On the night of 8-5-1955 at about 8 O'clock there was a great hubbub next to the wall of Rama Mandadi in Rampamvandla street in Patnam Village. I, Dasu Mandadi alias Venkatesu Mandadi, son of Munirathnam Mandadi, Mangamma, mother of Peddabba and other people of the village went to the place of hubbub (to find out what it was about). There Muniswami, son of Chakala Narasigadu and Gangadu (?), son of Poojari Dharamayya, these two persons were holding my mother's younger Sister's son, Venkatesu Mandadi alias Peddabba and Irala Palle Varadsyya's son Ramudu, who was armed with a bill hook was hacking Peddabba. I went hoard and saw, Peddabba Mandadi sustained two injuries on the right side of neck caused by hacking with the bill-hook. There is an injury on the front of chin extending up to the throat. The right hand is completely cut above the wrist and is hanging Thoti Ramudu who was there snatched the bill-hook from the accused Ramudu and caught hold of Ramudu. Ramudu is alleged to be keeping Peddabha's wife and there has been prior enmity on this account. I am producing the said Ramudu and the blood-stained billhook before you. The above facts are read out to me. They are correct.

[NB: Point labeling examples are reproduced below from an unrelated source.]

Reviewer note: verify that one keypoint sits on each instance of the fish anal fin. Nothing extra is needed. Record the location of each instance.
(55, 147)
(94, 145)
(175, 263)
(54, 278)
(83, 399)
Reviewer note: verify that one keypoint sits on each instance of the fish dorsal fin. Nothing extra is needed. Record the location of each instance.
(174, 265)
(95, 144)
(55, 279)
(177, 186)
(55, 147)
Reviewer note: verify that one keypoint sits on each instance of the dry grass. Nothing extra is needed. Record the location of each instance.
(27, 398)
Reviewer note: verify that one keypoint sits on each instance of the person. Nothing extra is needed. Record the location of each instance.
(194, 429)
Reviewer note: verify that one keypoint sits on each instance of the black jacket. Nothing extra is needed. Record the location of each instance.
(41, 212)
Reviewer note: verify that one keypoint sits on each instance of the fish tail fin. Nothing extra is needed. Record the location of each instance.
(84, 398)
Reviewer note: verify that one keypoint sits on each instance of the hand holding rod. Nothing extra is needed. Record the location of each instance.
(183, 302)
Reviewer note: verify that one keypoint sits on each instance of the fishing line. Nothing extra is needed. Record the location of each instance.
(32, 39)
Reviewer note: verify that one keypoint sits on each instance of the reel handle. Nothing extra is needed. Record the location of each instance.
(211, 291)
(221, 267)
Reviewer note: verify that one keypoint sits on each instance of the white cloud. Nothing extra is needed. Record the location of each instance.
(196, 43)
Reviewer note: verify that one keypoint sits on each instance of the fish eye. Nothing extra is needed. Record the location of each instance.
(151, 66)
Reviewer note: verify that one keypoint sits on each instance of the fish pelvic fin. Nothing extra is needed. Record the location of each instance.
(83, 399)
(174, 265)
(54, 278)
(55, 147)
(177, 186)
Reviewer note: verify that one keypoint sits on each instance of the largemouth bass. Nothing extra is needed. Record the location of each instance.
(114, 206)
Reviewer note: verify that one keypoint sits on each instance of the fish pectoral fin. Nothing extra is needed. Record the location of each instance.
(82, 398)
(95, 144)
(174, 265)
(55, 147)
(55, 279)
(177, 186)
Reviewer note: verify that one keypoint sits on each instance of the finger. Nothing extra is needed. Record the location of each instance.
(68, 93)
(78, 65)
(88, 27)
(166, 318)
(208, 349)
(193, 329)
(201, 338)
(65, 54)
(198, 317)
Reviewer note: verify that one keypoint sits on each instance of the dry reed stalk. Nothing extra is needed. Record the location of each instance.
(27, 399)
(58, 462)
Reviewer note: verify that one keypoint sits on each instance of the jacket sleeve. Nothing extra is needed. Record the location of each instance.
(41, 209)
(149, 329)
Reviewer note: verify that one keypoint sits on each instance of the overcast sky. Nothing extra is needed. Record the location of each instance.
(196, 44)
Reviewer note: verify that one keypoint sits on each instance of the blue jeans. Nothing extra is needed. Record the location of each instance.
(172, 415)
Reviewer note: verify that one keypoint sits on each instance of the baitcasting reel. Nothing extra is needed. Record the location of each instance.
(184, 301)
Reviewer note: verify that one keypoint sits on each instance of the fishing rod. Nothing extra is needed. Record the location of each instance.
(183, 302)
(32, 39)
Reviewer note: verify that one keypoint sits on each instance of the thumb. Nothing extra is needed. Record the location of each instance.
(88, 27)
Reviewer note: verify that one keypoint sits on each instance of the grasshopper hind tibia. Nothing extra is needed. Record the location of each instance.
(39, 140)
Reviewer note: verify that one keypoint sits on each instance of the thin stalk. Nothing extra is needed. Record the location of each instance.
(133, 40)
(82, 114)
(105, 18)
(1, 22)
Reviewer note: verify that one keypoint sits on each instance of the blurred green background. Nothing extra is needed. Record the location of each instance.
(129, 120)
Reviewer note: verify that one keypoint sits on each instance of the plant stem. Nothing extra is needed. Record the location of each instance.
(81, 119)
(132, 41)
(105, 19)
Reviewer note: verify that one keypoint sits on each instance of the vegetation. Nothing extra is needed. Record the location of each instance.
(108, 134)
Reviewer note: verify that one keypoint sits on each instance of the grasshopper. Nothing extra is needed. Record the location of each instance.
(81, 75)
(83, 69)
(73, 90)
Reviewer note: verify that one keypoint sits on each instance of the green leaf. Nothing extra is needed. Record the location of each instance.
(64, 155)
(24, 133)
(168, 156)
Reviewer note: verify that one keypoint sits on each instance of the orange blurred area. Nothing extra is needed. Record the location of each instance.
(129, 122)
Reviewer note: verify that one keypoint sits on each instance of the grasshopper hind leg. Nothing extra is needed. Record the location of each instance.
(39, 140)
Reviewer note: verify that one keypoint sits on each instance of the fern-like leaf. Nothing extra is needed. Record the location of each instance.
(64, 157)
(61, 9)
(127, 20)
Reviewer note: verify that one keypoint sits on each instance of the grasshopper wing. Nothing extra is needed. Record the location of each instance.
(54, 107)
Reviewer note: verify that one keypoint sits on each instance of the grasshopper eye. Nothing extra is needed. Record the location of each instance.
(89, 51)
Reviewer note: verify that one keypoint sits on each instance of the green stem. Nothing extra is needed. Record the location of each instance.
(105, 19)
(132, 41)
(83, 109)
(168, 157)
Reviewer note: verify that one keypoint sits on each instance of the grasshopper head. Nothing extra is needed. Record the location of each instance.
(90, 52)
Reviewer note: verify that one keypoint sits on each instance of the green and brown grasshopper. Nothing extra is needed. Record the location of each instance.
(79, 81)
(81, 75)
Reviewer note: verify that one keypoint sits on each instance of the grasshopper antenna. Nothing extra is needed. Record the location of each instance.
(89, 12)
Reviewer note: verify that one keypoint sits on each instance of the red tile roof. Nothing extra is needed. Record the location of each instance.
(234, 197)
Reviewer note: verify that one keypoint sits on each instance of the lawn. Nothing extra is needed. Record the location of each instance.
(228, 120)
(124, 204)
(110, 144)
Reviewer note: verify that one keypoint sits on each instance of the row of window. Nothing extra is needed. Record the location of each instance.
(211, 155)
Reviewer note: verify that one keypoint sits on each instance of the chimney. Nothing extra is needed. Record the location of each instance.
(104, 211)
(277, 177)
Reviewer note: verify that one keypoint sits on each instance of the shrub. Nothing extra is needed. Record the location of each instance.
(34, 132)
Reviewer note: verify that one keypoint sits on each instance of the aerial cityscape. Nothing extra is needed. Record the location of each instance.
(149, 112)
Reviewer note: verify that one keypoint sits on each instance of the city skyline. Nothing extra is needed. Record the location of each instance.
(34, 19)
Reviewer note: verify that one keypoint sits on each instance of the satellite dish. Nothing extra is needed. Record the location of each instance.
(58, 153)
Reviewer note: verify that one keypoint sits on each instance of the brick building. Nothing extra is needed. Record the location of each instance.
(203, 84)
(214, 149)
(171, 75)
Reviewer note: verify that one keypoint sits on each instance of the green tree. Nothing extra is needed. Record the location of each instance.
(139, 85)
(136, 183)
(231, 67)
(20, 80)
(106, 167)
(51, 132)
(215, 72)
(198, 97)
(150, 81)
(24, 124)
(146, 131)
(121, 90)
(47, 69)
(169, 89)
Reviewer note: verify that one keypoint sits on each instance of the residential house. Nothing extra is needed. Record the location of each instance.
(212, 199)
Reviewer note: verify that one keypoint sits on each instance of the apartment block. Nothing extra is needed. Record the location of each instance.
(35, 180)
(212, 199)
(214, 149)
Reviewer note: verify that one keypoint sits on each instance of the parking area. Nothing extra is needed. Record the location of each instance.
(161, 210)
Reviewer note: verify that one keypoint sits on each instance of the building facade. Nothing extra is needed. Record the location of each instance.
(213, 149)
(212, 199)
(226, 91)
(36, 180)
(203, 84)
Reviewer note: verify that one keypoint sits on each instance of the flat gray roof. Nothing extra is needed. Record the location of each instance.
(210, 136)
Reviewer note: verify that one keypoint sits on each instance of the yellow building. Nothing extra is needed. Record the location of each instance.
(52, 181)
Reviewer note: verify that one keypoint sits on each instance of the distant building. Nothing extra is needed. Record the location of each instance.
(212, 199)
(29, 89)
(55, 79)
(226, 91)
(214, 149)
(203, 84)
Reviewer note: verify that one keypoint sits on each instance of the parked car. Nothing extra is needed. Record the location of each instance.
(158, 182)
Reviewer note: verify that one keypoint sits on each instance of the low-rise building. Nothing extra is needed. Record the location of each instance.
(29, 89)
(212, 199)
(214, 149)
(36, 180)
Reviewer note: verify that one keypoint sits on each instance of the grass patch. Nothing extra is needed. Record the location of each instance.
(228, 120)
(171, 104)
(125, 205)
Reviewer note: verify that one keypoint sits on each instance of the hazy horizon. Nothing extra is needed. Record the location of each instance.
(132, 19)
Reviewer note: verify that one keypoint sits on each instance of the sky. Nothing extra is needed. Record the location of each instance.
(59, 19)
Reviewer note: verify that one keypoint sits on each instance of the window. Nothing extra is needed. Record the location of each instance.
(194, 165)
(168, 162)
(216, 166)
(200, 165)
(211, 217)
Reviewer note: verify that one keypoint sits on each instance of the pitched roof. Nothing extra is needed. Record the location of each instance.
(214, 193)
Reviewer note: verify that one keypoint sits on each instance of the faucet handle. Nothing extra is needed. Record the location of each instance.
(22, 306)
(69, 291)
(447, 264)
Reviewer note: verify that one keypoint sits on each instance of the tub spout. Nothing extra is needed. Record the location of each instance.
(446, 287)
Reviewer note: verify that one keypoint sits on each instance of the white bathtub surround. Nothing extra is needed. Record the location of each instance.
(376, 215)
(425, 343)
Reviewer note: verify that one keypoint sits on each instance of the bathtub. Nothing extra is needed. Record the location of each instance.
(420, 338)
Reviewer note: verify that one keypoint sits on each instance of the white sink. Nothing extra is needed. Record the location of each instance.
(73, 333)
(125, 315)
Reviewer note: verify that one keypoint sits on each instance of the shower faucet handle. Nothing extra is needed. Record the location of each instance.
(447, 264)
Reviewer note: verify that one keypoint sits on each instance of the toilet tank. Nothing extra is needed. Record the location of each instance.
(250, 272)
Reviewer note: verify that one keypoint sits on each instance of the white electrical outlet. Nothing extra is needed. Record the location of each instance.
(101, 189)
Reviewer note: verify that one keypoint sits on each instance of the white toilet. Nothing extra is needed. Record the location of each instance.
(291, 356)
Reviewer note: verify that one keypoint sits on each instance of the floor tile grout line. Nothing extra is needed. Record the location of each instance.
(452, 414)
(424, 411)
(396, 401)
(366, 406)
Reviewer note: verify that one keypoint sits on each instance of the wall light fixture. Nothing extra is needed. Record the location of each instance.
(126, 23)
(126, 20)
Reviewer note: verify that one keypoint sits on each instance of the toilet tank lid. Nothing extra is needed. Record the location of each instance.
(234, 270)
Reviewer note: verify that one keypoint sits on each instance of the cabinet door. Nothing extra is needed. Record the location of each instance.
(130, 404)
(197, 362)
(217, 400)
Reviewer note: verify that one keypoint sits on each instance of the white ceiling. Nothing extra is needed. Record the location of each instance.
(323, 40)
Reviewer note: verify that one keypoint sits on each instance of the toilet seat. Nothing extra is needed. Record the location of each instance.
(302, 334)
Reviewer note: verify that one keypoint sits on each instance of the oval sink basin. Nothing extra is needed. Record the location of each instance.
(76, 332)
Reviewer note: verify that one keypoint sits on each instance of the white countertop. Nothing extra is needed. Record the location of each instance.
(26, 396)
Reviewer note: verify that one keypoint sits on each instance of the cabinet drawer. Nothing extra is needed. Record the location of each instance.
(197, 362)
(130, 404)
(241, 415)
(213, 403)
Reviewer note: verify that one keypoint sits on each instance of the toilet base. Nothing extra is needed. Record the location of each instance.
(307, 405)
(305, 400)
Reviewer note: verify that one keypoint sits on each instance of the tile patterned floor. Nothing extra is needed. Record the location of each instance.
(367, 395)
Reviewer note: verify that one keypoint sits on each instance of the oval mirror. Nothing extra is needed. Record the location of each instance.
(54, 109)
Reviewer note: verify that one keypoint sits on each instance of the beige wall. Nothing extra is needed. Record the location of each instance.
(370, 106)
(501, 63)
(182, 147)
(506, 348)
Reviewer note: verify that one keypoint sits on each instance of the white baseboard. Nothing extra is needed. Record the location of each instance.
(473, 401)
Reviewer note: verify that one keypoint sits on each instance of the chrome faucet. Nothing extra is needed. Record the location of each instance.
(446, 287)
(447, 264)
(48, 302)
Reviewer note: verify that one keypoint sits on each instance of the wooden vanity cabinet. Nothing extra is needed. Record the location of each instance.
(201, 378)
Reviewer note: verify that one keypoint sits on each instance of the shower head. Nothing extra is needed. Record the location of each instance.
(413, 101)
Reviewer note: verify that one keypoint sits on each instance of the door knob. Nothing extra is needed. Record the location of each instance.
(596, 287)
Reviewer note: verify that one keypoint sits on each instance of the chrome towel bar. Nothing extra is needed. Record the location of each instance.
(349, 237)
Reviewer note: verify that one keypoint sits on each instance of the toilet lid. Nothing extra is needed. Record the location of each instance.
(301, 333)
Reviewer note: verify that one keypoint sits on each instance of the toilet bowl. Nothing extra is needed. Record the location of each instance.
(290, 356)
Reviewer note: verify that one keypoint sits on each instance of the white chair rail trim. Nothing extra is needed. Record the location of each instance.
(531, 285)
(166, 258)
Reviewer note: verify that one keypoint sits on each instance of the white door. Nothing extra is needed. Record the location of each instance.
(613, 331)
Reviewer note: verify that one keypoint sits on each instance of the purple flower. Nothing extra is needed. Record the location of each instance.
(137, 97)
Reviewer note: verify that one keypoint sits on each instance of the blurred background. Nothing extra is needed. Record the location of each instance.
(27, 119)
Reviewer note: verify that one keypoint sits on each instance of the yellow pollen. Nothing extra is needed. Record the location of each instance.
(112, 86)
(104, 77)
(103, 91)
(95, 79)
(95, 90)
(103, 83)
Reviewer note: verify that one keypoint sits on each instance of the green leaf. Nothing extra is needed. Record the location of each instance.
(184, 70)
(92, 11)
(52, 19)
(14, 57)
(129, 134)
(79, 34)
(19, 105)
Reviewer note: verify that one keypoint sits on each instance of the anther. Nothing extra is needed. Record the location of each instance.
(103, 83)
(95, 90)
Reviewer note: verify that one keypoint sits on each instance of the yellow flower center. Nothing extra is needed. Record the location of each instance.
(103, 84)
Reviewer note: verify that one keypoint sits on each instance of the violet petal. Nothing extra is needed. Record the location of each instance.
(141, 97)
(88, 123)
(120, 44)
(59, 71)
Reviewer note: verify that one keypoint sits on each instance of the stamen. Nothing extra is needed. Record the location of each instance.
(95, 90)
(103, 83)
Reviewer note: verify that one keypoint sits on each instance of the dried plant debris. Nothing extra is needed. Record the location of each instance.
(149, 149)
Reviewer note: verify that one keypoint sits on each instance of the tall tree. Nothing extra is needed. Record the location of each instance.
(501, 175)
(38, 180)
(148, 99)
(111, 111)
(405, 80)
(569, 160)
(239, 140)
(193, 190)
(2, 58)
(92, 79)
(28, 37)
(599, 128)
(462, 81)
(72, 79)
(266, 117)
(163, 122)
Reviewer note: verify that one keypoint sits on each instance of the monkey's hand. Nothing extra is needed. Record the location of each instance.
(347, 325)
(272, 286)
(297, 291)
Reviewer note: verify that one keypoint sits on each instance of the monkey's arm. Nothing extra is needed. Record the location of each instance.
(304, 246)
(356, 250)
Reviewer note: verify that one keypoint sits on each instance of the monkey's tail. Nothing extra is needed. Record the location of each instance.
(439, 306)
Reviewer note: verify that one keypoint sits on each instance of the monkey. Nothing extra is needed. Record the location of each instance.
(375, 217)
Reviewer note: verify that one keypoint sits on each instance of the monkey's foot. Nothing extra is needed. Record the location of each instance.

It is seen that this document sets cut the main features of the prosecution case. On the basis of this, the Village Munsiff prepared reports, despatched them to the police and the Magistrate at Chittoor, Having regard to the argument that is founded on the recitals of these two reports, Exs. P. 13 and P. 13(a), it is useful to notice the contents of these documents:

I report as follows:

It is alleged that on the night of 8-5-1955 at about 8 O' clock there was a hubbub next to the house wall of Rama Mandadi in Rampamvandla street in Patnara village. Muni Mandadi, son of Ponnedupalla Bhakta Mandadi, Dasu Mandadi alias Venkatesu Mandadi, Mangamma, mother of Peddabha, Venkatesu Mandadi, son of Muniratha Manriadi and other people of the village went to the place of hubbub. The accused, Palle Ramudu who was armed with a bill-hook is apprehended, Peddabha had fallen down with bleeding injuries. The accused and the bill-hook are produced before me. They complained to me, I recorded the complaint, read out the same and obtained thumb mark to it, I am enclosing to this report a copy of the complaint and sending to you the accused, the bill-hook and the injured Peddabha

Signature of...sending report

(Signed) K. Raghavendra Reddy,


P W. 2 carried these reports and delivered them at the police station at 11-30 p. m. The Village Munsiff after sending the reports Went back to the place of offence and sent the deceased to the hospital at Chittoor in a cart P. Ws. 4 and 5 accompanying the victim. In the hospital, P. W. G the Assistant Surgeon in charge thereof saw the injured and rendered him first aid. Seeing his condition grave, he sent a requisition to P, W. 11, who came there at about 3 p. m. and recorded the dying declaration, Ex. P-3, which is in following words:

In the evening, yesterday at about meal time, Chakala Munisamigadu held me, Poopari Govindadu son of Dharmadu also held me, Irala Ramudu, son of Varadu (?), dealt me with a bill-hook underneath my chin, neck and right hand Wrist and left shoulder and thereby caused bleeding injuries, Chakala Munisami and Gandadu fisted me on my head and back, Ramudu is keeping my wife which I came to know three months back. I questioned my wife only and never asked Ramudu about this affair. There is enmity between myself & Ramudu and the two others Chakala Munisamigadu and Gandadu and this incident is the outcome of the enmity.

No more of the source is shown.